- VCD cover
- Directed by: Raju Chowdhury
- Written by: Raju Chowdhury
- Produced by: Md Korshed Alam Khosru
- Starring: Shakib Khan; Moushumi; Sahara; Nirob; Racy; Misha Sawdagor; Omar Sani; Danny Sidak; Nagma;
- Music by: Imon Saha
- Distributed by: Md Khorshed Alam Khosru
- Release date: 2009;
- Country: Bangladesh
- Language: Bengali

= Shaheb Name Golam =

Bangladeshi film

Shaheb Name Golam (সাহেব নামে গোলাম) is a Bangladeshi Bengali-language film written and directed by Raju Chowdhury, produced and distributed by Md Khorshed Alam Khosru. A remake of Bengali film Manik, it stars Shakib Khan and Moushumi in the lead roles.
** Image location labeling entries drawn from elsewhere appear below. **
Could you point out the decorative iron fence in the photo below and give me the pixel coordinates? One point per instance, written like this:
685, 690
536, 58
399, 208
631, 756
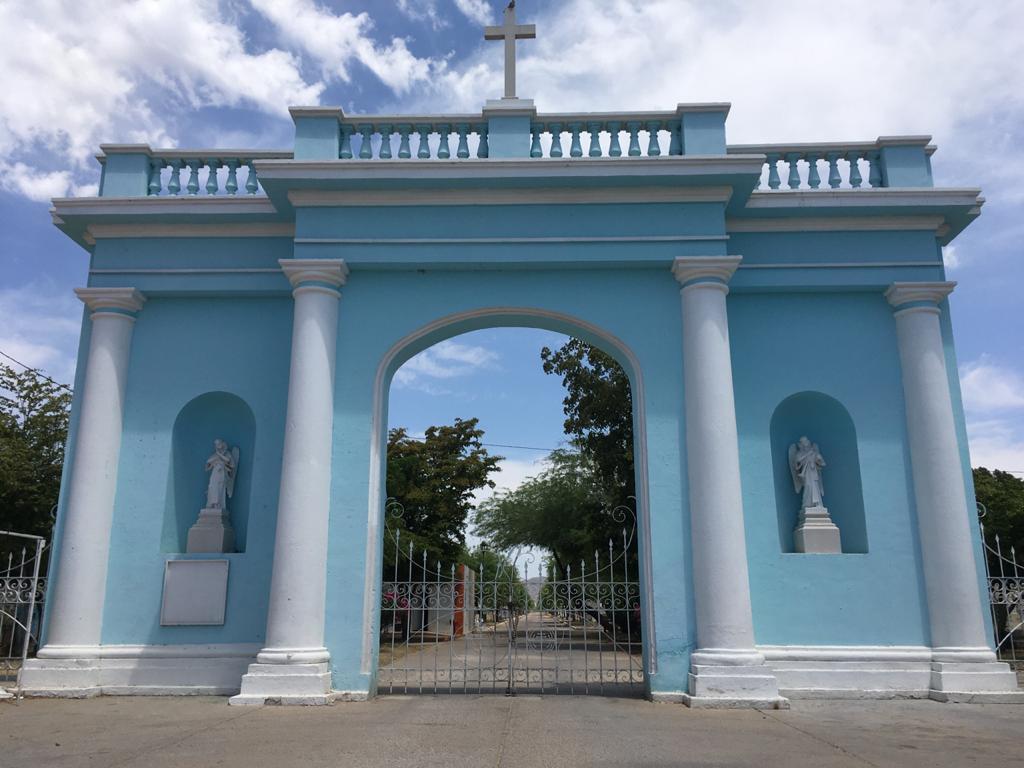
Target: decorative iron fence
1006, 597
518, 627
23, 590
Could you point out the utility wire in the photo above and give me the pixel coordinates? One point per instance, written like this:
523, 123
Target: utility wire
35, 371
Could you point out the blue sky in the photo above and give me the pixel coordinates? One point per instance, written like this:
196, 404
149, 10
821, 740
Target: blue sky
192, 73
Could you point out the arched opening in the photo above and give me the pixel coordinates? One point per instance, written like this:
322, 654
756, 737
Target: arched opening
510, 621
825, 422
204, 419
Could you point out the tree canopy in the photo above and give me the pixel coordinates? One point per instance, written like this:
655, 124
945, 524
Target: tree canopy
432, 481
1003, 496
34, 418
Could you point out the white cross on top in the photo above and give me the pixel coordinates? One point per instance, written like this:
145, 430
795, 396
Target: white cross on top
510, 32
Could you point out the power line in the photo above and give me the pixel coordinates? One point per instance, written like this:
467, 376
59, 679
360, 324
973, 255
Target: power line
36, 371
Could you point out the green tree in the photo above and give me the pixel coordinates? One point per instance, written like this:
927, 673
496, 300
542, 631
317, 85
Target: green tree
562, 510
598, 408
1003, 496
431, 483
34, 417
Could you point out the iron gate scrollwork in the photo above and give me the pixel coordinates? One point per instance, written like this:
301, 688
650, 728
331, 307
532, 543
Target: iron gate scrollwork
518, 627
23, 588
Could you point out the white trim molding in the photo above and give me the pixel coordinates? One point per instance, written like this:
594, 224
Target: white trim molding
640, 195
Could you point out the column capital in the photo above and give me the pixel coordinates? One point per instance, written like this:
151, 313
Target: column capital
904, 296
123, 301
705, 269
326, 275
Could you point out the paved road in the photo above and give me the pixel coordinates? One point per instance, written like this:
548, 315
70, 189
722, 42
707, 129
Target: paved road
523, 731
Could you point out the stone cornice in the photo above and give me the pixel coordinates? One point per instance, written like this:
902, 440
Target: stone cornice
919, 294
116, 300
712, 268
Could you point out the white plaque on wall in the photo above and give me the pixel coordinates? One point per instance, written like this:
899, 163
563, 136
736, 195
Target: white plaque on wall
195, 593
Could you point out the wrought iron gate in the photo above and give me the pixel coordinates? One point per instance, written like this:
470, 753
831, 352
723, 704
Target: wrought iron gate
23, 587
1006, 598
519, 627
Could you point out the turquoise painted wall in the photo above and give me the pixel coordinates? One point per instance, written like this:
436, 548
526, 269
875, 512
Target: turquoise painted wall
206, 331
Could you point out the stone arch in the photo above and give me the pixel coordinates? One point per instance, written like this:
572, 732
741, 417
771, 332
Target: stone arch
456, 325
202, 420
827, 423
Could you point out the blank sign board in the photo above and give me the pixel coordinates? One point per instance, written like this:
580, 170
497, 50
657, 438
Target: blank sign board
195, 593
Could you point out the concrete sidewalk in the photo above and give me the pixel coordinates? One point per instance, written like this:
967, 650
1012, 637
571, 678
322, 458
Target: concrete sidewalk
523, 731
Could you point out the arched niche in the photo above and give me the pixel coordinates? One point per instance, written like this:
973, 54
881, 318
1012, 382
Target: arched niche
204, 419
825, 422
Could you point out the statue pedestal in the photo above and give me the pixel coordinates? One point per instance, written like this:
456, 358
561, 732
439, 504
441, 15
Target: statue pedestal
212, 532
815, 532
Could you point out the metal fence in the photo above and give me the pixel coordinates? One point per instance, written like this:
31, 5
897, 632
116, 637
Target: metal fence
23, 590
518, 627
1006, 597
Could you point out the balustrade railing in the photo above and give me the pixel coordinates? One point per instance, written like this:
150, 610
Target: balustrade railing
206, 171
834, 166
606, 135
379, 137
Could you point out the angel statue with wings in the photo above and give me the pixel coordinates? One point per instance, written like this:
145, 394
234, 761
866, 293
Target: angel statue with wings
806, 463
222, 466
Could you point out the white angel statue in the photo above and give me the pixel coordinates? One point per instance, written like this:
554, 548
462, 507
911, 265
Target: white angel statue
222, 466
806, 463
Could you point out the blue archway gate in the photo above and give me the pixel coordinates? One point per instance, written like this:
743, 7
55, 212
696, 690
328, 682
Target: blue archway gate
514, 624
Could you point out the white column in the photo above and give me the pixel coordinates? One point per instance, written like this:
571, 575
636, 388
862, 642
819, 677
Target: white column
962, 659
69, 663
726, 669
292, 668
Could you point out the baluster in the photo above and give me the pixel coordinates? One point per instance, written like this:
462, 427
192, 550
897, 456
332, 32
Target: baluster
536, 151
595, 139
193, 186
384, 153
252, 183
773, 180
211, 181
346, 141
463, 151
155, 185
813, 179
424, 152
556, 140
793, 159
404, 151
855, 178
443, 151
834, 178
875, 169
576, 148
653, 144
676, 138
231, 186
174, 182
614, 151
367, 148
634, 129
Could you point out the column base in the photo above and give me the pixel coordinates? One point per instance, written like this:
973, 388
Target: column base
974, 682
61, 677
816, 534
301, 684
732, 679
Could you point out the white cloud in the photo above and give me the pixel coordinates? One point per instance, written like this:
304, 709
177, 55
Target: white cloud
338, 41
446, 359
990, 387
474, 10
41, 325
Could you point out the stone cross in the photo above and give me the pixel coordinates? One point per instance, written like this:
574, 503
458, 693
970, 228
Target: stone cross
510, 32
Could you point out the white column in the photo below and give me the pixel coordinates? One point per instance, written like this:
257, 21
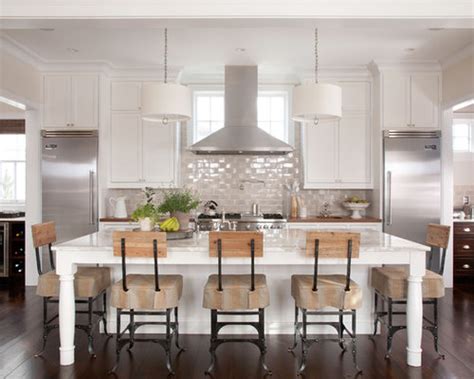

It also features Sahara, Nirob, Racy, Misha Sawdagor, Omar Sani, Danny Sidak, Nagma in supporting roles.

==Cast==
- Shakib Khan as Munna / Shaheb
- Moushumi as Ratna Chowdhury
- Sahara as Roza
- Nirab
- Racy
- Misha Sawdagor
- Omar Sani
- Danny Sidak
- Nagma

==Crew==
- Director: Raju Chowdhury
- Producer: Md Khorshed Alam Khosru
- Story: Raju Chowdhury
- Script: Raju Chowdhury
- Music: Emon Saha
- Lyrics: Kabir Bokul
- Distributor: Md Khorshed Alam Khosru

==Music==

The film music was directed by Emon Saha.

===Soundtrack===

| Track's | Title's | Singer's | Performer's |
|---|---|---|---|
| 1 | Cheyechi Cheyechi Tomake (This song copied from Telugu song Yamaho Yama from movie Chirutha) | S I Tutul & Mila | Shakib Khan & Sahara |
| 2 | Shaheb Name Golam Ami | Monir Khan | Shakib Khan |
| 3 | Amar Mon Jokhon Tomake | S I Tutul & Sabina Yasmin | Shakib Khan and Sahara |
| 4 | Shurovi, Tumi Amar Madhobi | Onima and Asif | Nirab and Racy |
| 5 | Gashe Gashe Lota Pata | Somir Kowel & Komol | Shakib Khan, Nirab and Moushumi |
| 6 | Jilimili Jilimili | Rupom & Onima | Omar Sani |

==Home media==
The DVD and VCD of the film were released in 2011 by Anupom.